В поэме "Узник" Полежаев описывает эту тюрьму. Она находилась во дворе Спасских казарм на Сухаревке, возле Странноприимного дома графа Шереметева. Казармы сохранились до настоящего времени (и мы их увидим в нашем дальнейшем путешествии по Троицкой дороге), подвал под одноэтажной гауптвахтой, где была тюрьма, засыпан в начале нашего века.
Вот это описание:
В ней сырость вечная и тьма,
И проблеск солнечных лучей
Сквозь окна слабо светит в ней;
Растреснутый кирпичный свод
Едва-едва не упадет
И не обрушится на пол,
Который снизу, как Эол,
Тлетворным воздухом несет
И с самой вечности гниет...
В тюрьме жертв на пять или шесть
Ряд малых нар у печки есть,
И десять удалых голов,
[Властей] решительных врагов,
На малых нарах тех сидят,
И кандалы на них гремят...
Полежаев заявил на допросе, что стихи, обнаруженные у члена кружка Критских, он знал до определения на военную службу (это была известная декабристская агитационная песня "Ах, где те острова, где растет трын-трава..." К.Ф.Рылеева и А.А. Бестужева-Марлинского), что сочинены они не им, а давал ли он их кому-нибудь читать, не помнит. Обвинение с него было снято. Несмотря на это, Полежаев оставался в тюрьме, не зная, сколько еще придется ему просидеть и какая кара ожидает его впереди. Он задумывался о самоубийстве.

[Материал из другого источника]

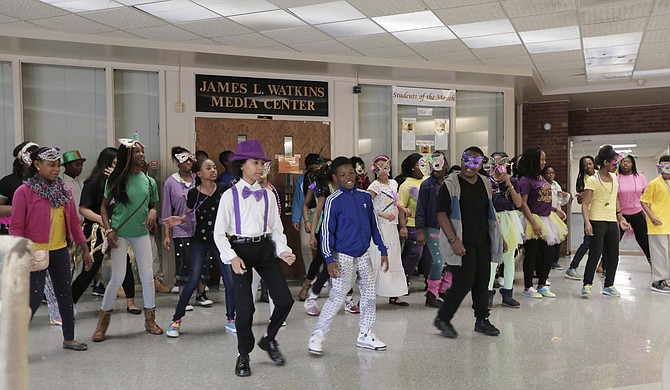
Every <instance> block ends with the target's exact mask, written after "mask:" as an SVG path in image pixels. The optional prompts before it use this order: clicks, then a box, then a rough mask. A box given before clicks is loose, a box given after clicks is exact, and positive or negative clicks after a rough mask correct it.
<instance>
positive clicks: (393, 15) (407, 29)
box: [372, 11, 444, 32]
mask: <svg viewBox="0 0 670 390" xmlns="http://www.w3.org/2000/svg"><path fill="white" fill-rule="evenodd" d="M372 20H374V21H375V22H377V24H379V25H380V26H382V27H383V28H384V30H386V31H388V32H396V31H407V30H418V29H422V28H431V27H444V24H443V23H442V21H441V20H440V19H439V18H438V17H437V16H435V14H434V13H433V12H432V11H420V12H411V13H407V14H398V15H389V16H378V17H376V18H372Z"/></svg>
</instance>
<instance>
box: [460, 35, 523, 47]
mask: <svg viewBox="0 0 670 390" xmlns="http://www.w3.org/2000/svg"><path fill="white" fill-rule="evenodd" d="M461 40H462V41H463V43H465V44H466V45H467V46H468V47H469V48H470V49H483V48H487V47H498V46H511V45H518V44H520V43H521V39H519V36H518V35H516V33H508V34H498V35H487V36H484V37H473V38H463V39H461Z"/></svg>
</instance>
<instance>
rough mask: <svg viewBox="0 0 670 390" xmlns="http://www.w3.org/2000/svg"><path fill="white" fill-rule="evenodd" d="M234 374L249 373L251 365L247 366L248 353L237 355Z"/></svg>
mask: <svg viewBox="0 0 670 390" xmlns="http://www.w3.org/2000/svg"><path fill="white" fill-rule="evenodd" d="M235 375H237V376H250V375H251V367H249V355H240V356H238V357H237V363H236V364H235Z"/></svg>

Лозовский не так уж много мог сделать для облегчения участи Полежаева. Но благодаря его сочувствию, моральной поддержке поэт сумел преодолеть отчаяние и упадок сил, он вновь, после долгого перерыва, обращается к поэзии: пишет поэму "Узник" и создает стихотворения, принадлежащие к числу лучших в его творчестве, - "Песнь пленного ирокезца", "Песнь погибающего пловца", "Рок", "Живой мертвец". Поэзия помогла Полежаеву подняться и обрести силы для жизни.

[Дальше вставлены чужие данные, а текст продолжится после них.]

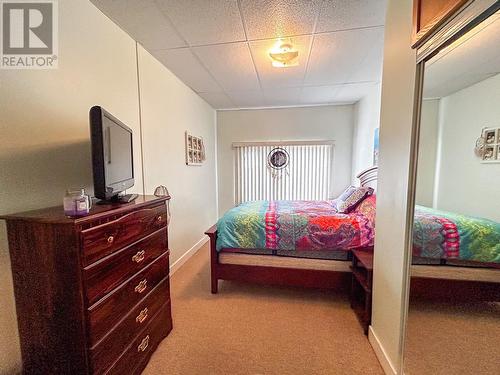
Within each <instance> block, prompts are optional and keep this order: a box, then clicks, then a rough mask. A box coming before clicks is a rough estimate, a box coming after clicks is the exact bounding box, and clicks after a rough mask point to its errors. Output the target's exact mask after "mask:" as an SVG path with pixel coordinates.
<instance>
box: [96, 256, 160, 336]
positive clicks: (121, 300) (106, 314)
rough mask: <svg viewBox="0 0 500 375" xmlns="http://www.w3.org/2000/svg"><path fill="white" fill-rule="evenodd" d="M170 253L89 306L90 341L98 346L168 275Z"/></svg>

В "Песне погибающего пловца" он уподобляет себя пловцу, попавшему в беспощадную бурю, а в "Песне пленного ирокезца" индеец племени ирокезов, попавший в руки захватчиков-конкистадоров, говорит о твердости души, презрении к мукам и вере в будущее:
Победим, поразим
И врагам отомстим!
Почти год пробыл Полежаев в подземной тюрьме. Наконец 17 декабря 1828 года был вынесен ему приговор. Полежаеву ставились в вину самовольная отлучка из полка, пьянство, "произнесение фельдфебелю непристойных слов и ругательств" - и по совокупности проступков вынесено следующее решение: "Хотя надлежало бы за сие к прогнанию сквозь строй шпицрутенами, но в уважение весьма молодых лет вменяется в наказание долговременное содержание под арестом, прощен без наказания".
Выпущенный из тюрьмы Полежаев был переведен из Бутырского в Московский пехотный полк, который уже имел приказ о выступлении в поход на Кавказ в действующую армию. Безусловно, в этом переводе просматривается наказание (разжалованных декабристов также отправляли под пули горцев). Но при этом отличившийся в бою разжалованный в солдаты мог получить прощение и вернуть чин и дворянство. Кроме того, фронтовая служба была совсем иной, чем гарнизонная: там, под пулями горцев, все чувствовали себя свободнее, и отношения строились не на субординации, а на том, кто чего стуит сам по себе. Полежаев об этом знал. А главное - он знал, что освобождается от постоянного надзора агентов Третьего отделения: в действующей армии "голубые мундиры" (жандармы имели форму голубого цвета) не решались показываться.